Fewer women enrolled
More women enrolled
MIT in 2016
MIT's undergraduate population has nearly 50% female enrollment, and has seen sustained gender diversity across departments and schools.
Pan the map to explore class data and departments across MIT.
Zoom to get a closer look at the gender diversity within a class cluster.
Click on a node to see the details of a particular class.
Search on a keyword to see how gender varies in similar subject areas across the Institute.
The snapshots below capture the changing story of MIT's gender diversity over the past two decades. The maps show gender data (node color) and enrollment size (node size) for classes in the current MIT undergraduate curriculum that were taught in 1996 and/or 2006. Grey nodes are 2016 classes that do not exist in the historical data sets.
A slice across EECS in 2006
The same slice in 2016
In the maps below, each class node is colored to show the change relative to 2016 in female percentage enrollment for MIT undergraduate classes. Pan, zoom and search the map to explore how diversity has changed across classes and departments from 1996 to 2016 and from 2006 to 2016.

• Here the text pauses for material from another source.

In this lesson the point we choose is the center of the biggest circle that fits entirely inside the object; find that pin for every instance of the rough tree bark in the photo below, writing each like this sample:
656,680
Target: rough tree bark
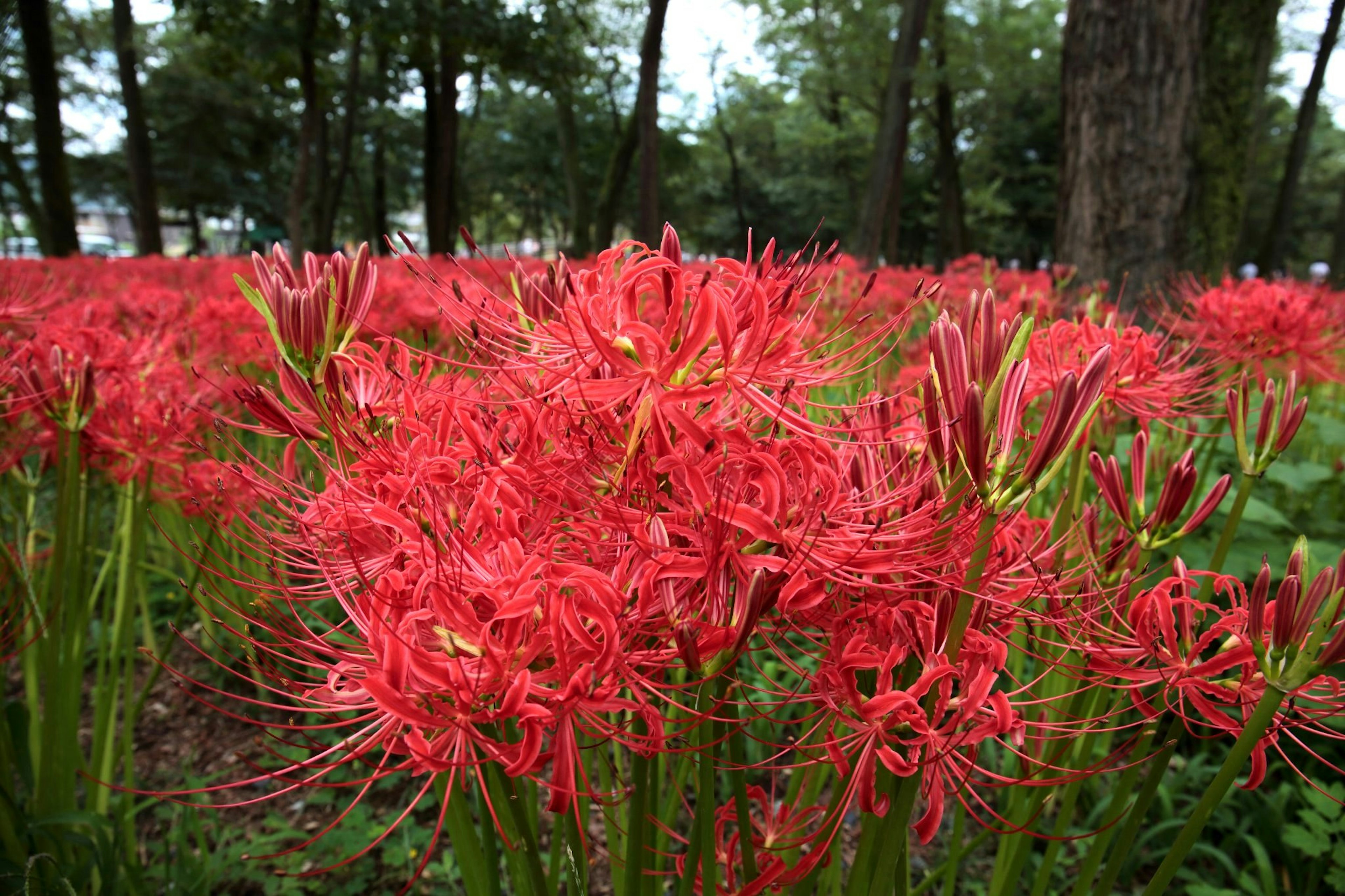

Decrease in female enrollment
Increase in female enrollment
From 2006 – 2016
The decade from 2006 to 2016 has seen a notable increase in female enrollment in classes offered in departments across the School of Engineering.
From 1996 – 2006
The two decades from 1996 have seen more female students in classes across the Institute. In the large General Institute Requirement classes, these increases reflect the growth in MIT's overall undergraduate gender diversity.
The past few years have seen increased concern nationwide over the lack of gender diversity in computer science. Here we take a look at the past two decades of enrollment in MIT’s introductory computer science classes. For context we show the changing demographics of computer science majors. Our analysis at the level of individual classes goes beyond just trends in majors – it yields insights into the exposure of MIT undergraduate students to computer science classes more broadly.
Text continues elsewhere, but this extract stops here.